4. Die Revision wird nicht zugelassen.
Tatbestand
Die Parteien streiten darüber, ob die Beklagte verpflichtet ist, der Klägerin für 2008 und 2009 (zeitanteilig) einen Bonus zu zahlen.
Die Klägerin war bei der Beklagten seit 01.07.2006, zuletzt als Associate Director, beschäftigt und schied zum 31.03.2009 aufgrund einer Eigenkündigung bei einvernehmlich verkürzter Kündigungsfrist aus dem Arbeitsverhältnis aus.
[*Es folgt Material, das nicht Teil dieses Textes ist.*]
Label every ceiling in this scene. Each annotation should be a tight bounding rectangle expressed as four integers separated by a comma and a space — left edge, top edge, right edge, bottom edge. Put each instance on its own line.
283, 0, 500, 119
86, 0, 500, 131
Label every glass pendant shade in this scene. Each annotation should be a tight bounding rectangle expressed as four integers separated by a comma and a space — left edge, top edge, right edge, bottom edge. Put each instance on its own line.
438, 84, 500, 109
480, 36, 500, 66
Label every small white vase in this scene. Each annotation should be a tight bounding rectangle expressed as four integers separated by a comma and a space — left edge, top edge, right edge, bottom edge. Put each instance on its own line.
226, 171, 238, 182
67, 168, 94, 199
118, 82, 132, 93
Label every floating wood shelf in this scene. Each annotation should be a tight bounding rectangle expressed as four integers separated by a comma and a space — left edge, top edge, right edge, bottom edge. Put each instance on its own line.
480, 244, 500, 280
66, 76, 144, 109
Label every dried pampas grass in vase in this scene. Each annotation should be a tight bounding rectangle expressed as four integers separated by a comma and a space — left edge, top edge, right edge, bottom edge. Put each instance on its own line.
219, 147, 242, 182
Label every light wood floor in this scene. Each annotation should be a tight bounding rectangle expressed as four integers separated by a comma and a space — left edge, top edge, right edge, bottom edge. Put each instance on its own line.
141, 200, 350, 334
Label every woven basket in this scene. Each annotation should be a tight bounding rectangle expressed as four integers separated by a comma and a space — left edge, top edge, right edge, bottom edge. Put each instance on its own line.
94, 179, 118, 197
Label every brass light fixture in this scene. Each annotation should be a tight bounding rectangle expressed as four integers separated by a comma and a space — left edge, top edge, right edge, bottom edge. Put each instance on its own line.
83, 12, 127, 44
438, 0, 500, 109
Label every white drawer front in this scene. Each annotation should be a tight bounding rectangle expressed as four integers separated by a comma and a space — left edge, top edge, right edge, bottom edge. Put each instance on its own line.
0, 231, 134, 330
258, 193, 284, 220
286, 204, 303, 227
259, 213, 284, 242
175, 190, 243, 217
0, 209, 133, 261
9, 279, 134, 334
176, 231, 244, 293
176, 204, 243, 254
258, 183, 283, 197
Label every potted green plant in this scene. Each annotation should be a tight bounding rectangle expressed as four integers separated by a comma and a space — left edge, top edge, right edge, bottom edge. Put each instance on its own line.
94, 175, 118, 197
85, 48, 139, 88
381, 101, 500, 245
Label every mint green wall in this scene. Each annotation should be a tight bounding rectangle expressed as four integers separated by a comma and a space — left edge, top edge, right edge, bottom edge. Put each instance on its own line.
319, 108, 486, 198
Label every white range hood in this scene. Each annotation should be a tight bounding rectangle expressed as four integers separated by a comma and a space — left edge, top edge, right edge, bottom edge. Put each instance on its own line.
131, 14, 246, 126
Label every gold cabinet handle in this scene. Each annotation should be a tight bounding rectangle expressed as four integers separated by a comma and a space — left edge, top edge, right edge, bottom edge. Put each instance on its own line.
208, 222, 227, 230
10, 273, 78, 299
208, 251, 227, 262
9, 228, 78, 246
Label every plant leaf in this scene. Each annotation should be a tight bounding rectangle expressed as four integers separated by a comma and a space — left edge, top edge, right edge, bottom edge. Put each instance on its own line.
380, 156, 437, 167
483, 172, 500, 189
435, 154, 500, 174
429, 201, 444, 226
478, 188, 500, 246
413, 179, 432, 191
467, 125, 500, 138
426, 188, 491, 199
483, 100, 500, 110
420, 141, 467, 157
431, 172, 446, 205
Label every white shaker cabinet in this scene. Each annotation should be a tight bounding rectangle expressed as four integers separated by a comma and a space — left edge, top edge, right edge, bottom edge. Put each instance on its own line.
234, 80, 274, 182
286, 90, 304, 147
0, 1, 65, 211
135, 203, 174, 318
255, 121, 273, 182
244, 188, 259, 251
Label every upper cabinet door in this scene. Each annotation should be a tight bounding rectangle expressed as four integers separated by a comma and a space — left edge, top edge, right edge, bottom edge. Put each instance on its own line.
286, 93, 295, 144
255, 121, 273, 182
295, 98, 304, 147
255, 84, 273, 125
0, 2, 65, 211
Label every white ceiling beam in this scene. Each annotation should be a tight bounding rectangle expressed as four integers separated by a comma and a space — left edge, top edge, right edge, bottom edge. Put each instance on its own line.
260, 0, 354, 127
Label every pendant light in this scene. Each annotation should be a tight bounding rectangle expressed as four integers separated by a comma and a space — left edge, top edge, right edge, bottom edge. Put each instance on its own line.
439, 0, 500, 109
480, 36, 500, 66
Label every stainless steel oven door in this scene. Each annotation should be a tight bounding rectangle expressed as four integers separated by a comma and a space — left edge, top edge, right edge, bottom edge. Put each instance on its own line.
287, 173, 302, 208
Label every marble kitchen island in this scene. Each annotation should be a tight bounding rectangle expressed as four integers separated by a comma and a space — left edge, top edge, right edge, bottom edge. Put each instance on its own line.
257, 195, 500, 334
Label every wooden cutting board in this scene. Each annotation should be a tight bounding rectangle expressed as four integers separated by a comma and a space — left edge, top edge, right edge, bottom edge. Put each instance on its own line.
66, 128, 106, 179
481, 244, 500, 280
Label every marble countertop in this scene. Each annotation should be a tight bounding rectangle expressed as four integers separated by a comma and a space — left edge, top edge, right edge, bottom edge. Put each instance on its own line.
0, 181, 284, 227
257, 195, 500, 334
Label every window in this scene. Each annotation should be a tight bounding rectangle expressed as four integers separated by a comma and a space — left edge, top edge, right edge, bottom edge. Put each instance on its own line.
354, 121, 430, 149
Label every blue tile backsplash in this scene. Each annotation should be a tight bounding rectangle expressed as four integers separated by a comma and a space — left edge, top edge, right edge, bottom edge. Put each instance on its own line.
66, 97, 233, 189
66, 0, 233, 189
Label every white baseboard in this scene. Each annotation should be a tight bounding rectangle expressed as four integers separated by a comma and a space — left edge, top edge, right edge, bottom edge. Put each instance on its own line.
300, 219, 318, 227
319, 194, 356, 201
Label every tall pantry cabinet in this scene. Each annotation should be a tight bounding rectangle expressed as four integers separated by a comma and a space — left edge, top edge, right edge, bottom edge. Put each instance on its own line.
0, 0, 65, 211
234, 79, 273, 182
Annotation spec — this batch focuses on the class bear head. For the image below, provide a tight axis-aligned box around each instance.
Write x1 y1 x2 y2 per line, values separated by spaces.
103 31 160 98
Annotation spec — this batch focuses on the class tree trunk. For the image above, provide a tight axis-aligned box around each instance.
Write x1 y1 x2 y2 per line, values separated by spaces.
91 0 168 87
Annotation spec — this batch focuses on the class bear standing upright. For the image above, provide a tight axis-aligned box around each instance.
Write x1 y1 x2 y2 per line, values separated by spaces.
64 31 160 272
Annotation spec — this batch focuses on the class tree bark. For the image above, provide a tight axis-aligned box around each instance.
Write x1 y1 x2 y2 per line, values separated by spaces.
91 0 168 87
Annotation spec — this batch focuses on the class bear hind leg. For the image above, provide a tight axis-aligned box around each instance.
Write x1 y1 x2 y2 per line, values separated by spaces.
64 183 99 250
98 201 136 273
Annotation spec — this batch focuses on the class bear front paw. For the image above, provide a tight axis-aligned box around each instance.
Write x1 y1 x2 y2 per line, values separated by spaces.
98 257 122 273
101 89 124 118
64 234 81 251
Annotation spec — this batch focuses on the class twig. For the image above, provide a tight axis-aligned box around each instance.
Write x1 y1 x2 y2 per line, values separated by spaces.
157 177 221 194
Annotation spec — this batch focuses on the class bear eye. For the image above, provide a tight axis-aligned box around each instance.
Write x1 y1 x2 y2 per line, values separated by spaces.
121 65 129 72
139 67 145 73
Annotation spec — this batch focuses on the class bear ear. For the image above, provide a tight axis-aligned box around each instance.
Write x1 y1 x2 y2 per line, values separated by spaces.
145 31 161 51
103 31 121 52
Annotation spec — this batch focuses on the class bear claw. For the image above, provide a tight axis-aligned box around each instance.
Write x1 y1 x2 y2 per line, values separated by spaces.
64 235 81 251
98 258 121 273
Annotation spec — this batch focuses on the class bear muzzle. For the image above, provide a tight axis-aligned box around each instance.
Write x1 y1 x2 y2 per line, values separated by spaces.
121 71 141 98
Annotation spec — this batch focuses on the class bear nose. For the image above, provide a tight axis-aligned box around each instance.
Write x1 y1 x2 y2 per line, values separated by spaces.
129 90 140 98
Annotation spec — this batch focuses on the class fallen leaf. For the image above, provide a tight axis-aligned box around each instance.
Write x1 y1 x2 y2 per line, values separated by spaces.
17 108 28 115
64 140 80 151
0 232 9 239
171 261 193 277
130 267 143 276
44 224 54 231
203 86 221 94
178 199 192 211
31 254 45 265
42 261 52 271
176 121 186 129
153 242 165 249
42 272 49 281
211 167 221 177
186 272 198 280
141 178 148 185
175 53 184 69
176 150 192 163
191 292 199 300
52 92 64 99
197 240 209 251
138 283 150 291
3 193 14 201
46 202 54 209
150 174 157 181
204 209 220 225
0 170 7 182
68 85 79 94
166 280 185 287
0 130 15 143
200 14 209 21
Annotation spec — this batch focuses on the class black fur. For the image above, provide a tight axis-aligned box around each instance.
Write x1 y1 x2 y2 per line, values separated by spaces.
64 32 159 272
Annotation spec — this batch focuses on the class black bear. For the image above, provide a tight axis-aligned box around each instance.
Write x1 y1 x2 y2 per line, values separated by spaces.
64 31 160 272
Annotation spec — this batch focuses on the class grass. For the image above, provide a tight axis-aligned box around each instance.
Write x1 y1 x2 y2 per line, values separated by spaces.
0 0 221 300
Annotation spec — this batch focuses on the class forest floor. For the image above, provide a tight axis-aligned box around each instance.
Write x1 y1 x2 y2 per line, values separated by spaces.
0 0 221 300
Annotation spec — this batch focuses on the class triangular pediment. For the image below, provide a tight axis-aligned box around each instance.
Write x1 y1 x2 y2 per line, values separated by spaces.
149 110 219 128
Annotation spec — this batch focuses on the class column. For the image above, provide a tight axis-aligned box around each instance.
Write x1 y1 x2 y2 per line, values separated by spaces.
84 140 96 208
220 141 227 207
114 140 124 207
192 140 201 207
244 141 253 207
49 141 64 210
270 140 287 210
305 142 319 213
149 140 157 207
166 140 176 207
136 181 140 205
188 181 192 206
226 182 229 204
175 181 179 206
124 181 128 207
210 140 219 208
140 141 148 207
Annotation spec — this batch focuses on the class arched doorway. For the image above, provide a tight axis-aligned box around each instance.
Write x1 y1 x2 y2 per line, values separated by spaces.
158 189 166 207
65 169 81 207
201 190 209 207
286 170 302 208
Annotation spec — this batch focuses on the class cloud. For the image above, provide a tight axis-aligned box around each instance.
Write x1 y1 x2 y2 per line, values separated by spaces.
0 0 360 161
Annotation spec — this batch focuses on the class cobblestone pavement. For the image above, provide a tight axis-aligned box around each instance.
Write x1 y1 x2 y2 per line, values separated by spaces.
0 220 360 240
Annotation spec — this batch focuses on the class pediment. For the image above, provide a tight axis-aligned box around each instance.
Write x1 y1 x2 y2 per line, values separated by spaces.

Die Beklagte gehört zur G.-Gruppe. Diese besteht im Wesentlichen aus der Finanzholdinggesellschaft G. Holding AG als Muttergesellschaft und der Beklagten (vormals G. Bank AG) sowie der H., Irland, als operativ tätigen hundertprozentigen Tochtergesellschaften. Nachdem die US-amerikanische Investmentbank I. Holding Inc. am 15. September 2008 Gläubigerschutz beantragt hatte und der Interbankenmarkt fast vollständig zum Erliegen gekommen war, standen die Gesellschaften der G.-Gruppe vor der Insolvenz. Aufgrund ihrer Einstufung als systemrelevant wurden der G.-Gruppe zur Abwendung eines Zusammenbruchs ab Ende September 2008 – in erster Linie durch die F. – kurz- und mittelfristige Liquiditätshilfen in dreistelliger Milliardenhöhe zur Verfügung gestellt. Das erste Rettungspaket wurde am Wochenende des 27./28. September 2008 durch die F., die K. und ein Konsortium der deutschen Finanzindustrie verabschiedet.
Im zwischen den Parteien abgeschlossenen „Dienstvertrag für außertariflich vergütete Mitarbeiter” vom 08.03.2006 ist unter anderem folgendes geregelt:
„…
Vergütung
Sie erhalten ein jährliches Gesamtgehalt, das sich aus Grundgehalt, Sonderzahlung und Bonus zusammensetzt.
Grundgehalt
Ihr jährliches Grundgehalt beträgt EUR 58.800,00 brutto. Es wird in 12 monatlichen Teilbeträgen von EUR 4.900,00 brutto ausgezahlt.
Sonderzahlung
Zusätzlich mit dem Dezembergehalt erhalten Sie eine Sonderzahlung in Höhe eines monatlichen Grundgehaltes.
Bonus
Sie erhalten darüber hinaus einen Bonus. Dieser richtet sich nach der individuellen Zielerreichung, dem Teamverhalten sowie dem Erfolg der Bank. Er wird jedes Jahr neu für das abgelaufene Jahr festgesetzt. Der Bonus wird derzeit mit dem Aprilgehalt eines Jahres für das zurückliegende Kalenderjahr gezahlt. Er kann zwischen 0 – 200 % des Basiswertes betragen, der zurzeit bei EUR 16.300,00 brutto liegt.
Gesamtgehalt
Je nach Höhe Ihres Bonus wird ihr Gesamtgehalt deshalb zwischen EUR 63.700,00 und EUR 96.300,00 brutto liegen.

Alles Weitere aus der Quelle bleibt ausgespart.